Jésuites au Liban

À l’unisson avec les Libanais, la communauté jésuite de Beyrouth a vécu avec beaucoup d’incertitudes la situation de guerre, marquée par d’intenses frappes israéliennes. Alors tout juste arrivé au Liban, le P. François Boëdec sj, ancien Provincial d’EOF et actuel vice-recteur de l’université jésuite Saint-Joseph, nous livre ses premières impressions.

Un membre du JRS Liban interagit avec des enfants

Ces derniers mois, le Liban a connu la guerre, subissant l’affrontement entre Israël et l’Iran, entre deux idéologies nationaliste et religieuse qui s’opposent à mort. Israël a décidé de mettre à genoux le Hezbollah qui menaçait sa frontière et qui avait, selon les plans de l’Iran, pris une place prédominante au Liban, au détriment d’un État le plus souvent absent et défaillant.

Faire face

Si la communauté jésuite de Beyrouth, ainsi que les différents campus de l’université Saint-Joseph de Beyrouth (USJ) dans la capitale, n’ont pas été ciblés par les frappes israéliennes qui visaient les installations du Hezbollah dans les quartiers chiites, elles ne sont parfois pas tombées très loin. Nous entendions les explosions incessantes, à la suite desquelles chacun guettait sur son téléphone les informations sur les dégâts provoqués. Au quotidien, c’était le bruit permanent des drones israéliens qui nous a accompagnés. Comme de méchantes guêpes prêtes à piquer, épiant et observant tout, surveillant nos faits et gestes. Le nombre de morts, lui, n’a cessé d’augmenter, comme celui des réfugiés, venant essentiellement du sud du pays, obligés de partir parfois sans rien. Certains ont trouvé refuge dans leur famille, dans des hôtels, d’autres ont dormi dans leur voiture ou dans des abris précaires sur le bord des routes. Plusieurs centaines de milliers d’habitants ont ainsi été déplacés. On a du mal à imaginer comment ils pourront rentrer chez eux, alors que plusieurs villages à la frontière avec Israël sont partiellement ou complètement détruits. Les ONG font un travail impressionnant. Le Service jésuite des réfugiés (JRS) et d’autres associations (Al Mazeed, CJC…) liées à la Compagnie de Jésus, sont très mobilisés.

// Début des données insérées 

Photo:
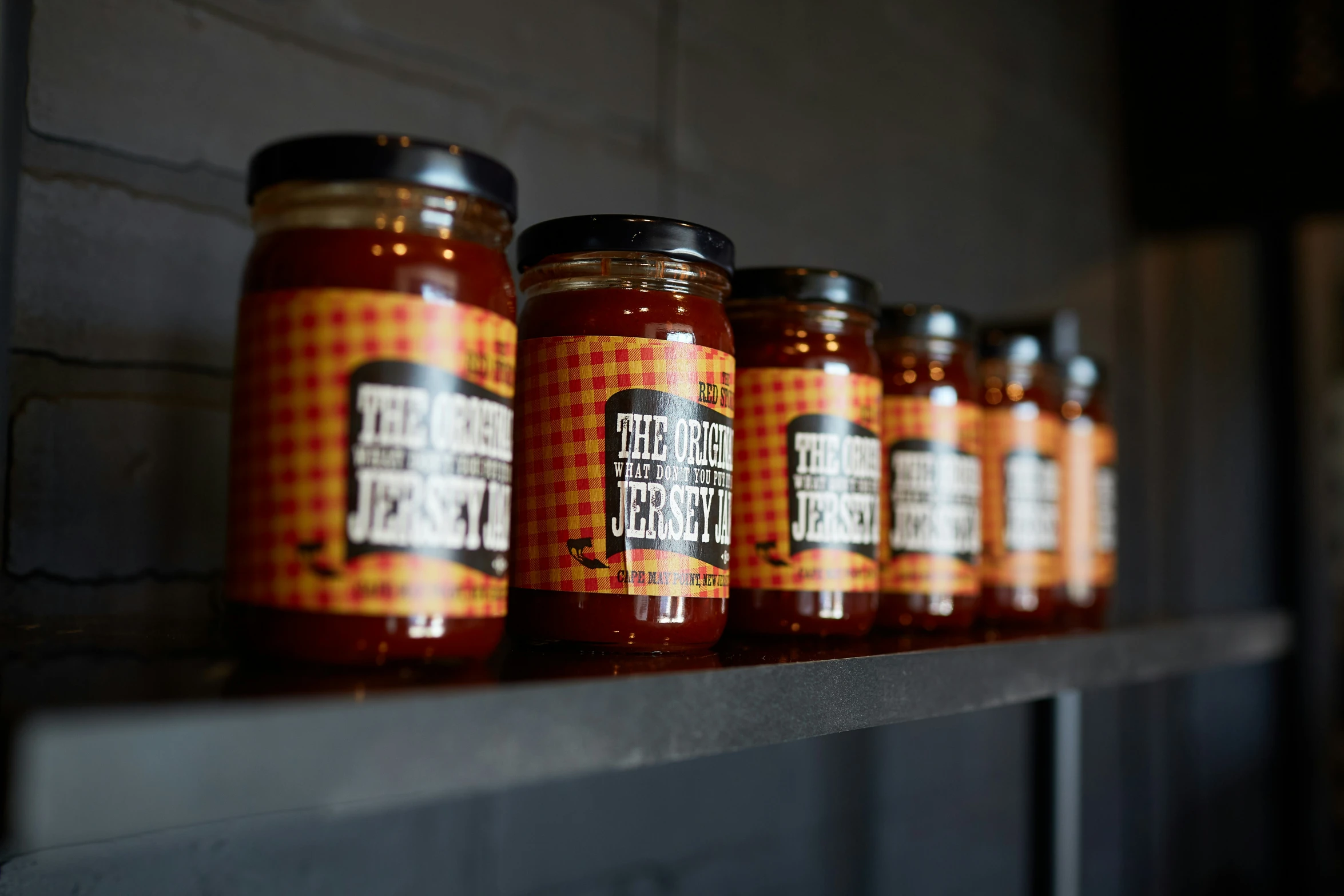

À Bikfaya, centre spirituel jésuite dans la montagne, et dans les locaux près de notre église Saint-Joseph à Beyrouth, des réfugiés sont accueillis avec femmes et enfants.

Quel avenir possible ?

Crise politique, économique, sociale… Il est bien difficile de savoir comment les choses vont évoluer tant il y a de paramètres incertains dans la situation. Dans cette situation anxiogène, les Libanais sont courageux mais aussi inquiets et fatigués. L’affaiblissement du Hezbollah et la chute de la dictature Assad en Syrie rouvrent pourtant l’horizon. Quel avenir possible ? L’élection d’un président de la République au Liban est un petit signe encourageant. Il faut que l’État libanais retrouve toute sa place dans la vie du pays. Les enjeux sont nombreux pour une institution comme l’université jésuite Saint-Joseph (USJ), que j’ai rejointe en septembre dernier comme vice-recteur en charge des ressources humaines, au sein de l’équipe du recteur, le P. Salim Daccache, jésuite libanais. L’université fête ses 150 ans en 2025. Cette belle institution a beaucoup marqué la vie du pays.

L’USJ, un acteur majeur au service du Liban

Avec près de 11 000 étudiants dans toutes les disciplines académiques, elle espère pouvoir continuer à servir le Liban et la région. Dans ce pays chaotique, les établissements scolaires et universitaires sont parmi les dernières choses qui tiennent à peu près. S’ils s’effondrent, il ne restera plus grand-chose pour croire en l’avenir. J’essaye de trouver ma place dans cette situation : une belle aventure jésuite au plus proche de la vie de tant d’hommes et de femmes. Je médite cette phrase entendue durant les jours lourds de guerre : « Le sang se lave avec des larmes, pas avec du sang, la paix gagnera à la fin »

François Boëdec sj (Beyrouth)

Après six années comme Provincial des jésuites d’Europe occidentale francophone (2017-2023), le P. François Boëdec sj a pris un temps de retraite chez les moines de l’abbaye de Timadeuc, avant de passer six mois à l’université de Georgetown (Washington DC). Il est vice-recteur de l’université Saint Joseph de Beyrouth depuis septembre 2024.